General Resource Operations

// Read a resource
const patient = await client.read('Patient');
console.log(patient);

// Search resources
const patients = await client.read('Patient', { name: 'John' });
console.log(patients);

API Reference

Functions

authorize(options)

Initiates the OAuth 2.0 SMART on FHIR authorization flow.

authorize({
  clientId: string;
  clientSecret: string;
  redirectUri: string;
  scope: string;
  iss: string; // FHIR server URL
}): Promise<string> // Authorization URL

completeAuth(path, unsafeUrlEncode?)

Completes the authorization flow by exchanging the auth code for tokens.

completeAuth(
  path: string, // Request path with query params
  unsafeUrlEncode?: boolean
): Promise<Client>

fetchMetadata(serverUrl)

Fetches the FHIR server's CapabilityStatement.

fetchMetadata(serverUrl: string): Promise<CapabilityStatement>

getSecurityExtensions(serverUrl)

Extracts OAuth 2.0 endpoints from the server's CapabilityStatement.

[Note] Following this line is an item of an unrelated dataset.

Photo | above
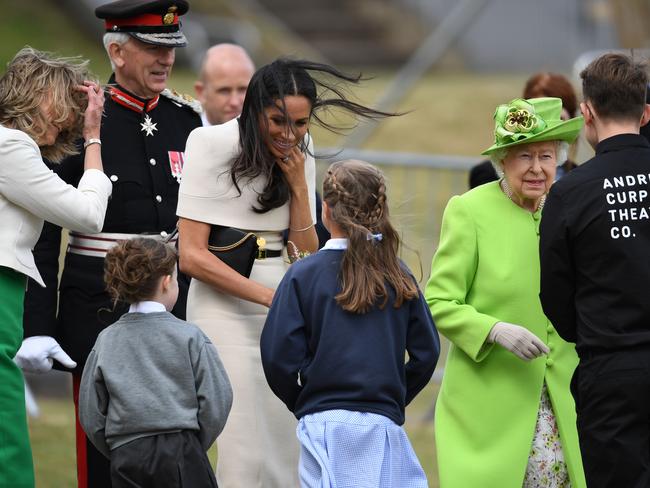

getSecurityExtensions(serverUrl: string): Promise<{ [key: string]: string }>

Client Class

Constructor

new Client({
  baseUrl: string;
  clientId: string;
  clientSecret: string;
  refreshToken: string;
  scope?: string;
  patientId?: string;
})

Properties

• accessToken: string - Current access token
• refreshToken: string - Refresh token for obtaining new access tokens
• expiresAt: number - Timestamp when access token expires
• patient - Object with patient-scoped methods

Methods

• read(path, options?) - GET request (Auto-refreshes tokens if needed)
• create(path, options?) - POST request
• update(path, options?) - PUT request
• delete(path, options?) - DELETE request
• refresh() - Manually refresh the access token
• getFhirVersion() - Get server's FHIR version string
• getFhirRelease() - Get numeric FHIR release (2, 3, 4, 5)

Note: options are Axios request config overrides.

FHIR Version Mapping

FHIR Version	Release
0.4.0 - 1.0.2	2 (DSTU2)
1.1.0 - 3.0.1	3 (STU3)
3.3.0 - 4.0.1	4 (R4)
4.0.1+	5 (R5)

Automatic Token Refresh

The client automatically refreshes expired access tokens before making requests. You don't need to manually check token expiration.

// This will automatically refresh if token is expired
const data = await client.read('Patient/123');

// Access the refreshed access token
console.log(client.accessToken);

// Manually refresh the token if needed
await client.refresh();

Pagination

Bundle responses with multiple pages are automatically paginated. When flat: true, all entries across pages are flattened into a single array.

// Automatically follows "next" links and returns all resources
const allPatients = await client.read('Patient', { _count: 100 });

Error Handling

The library throws descriptive errors for authentication failures and server errors:

try {
  const client = await Client({
    clientId: 'invalid-client-id',
    clientSecret: 'invalid-client-secret',
  });
} catch (error) {
  console.error(error.message); // "access_denied: User denied"
}

License

MIT

Contributing

Contributions are welcome! Please open issues and pull requests on GitHub.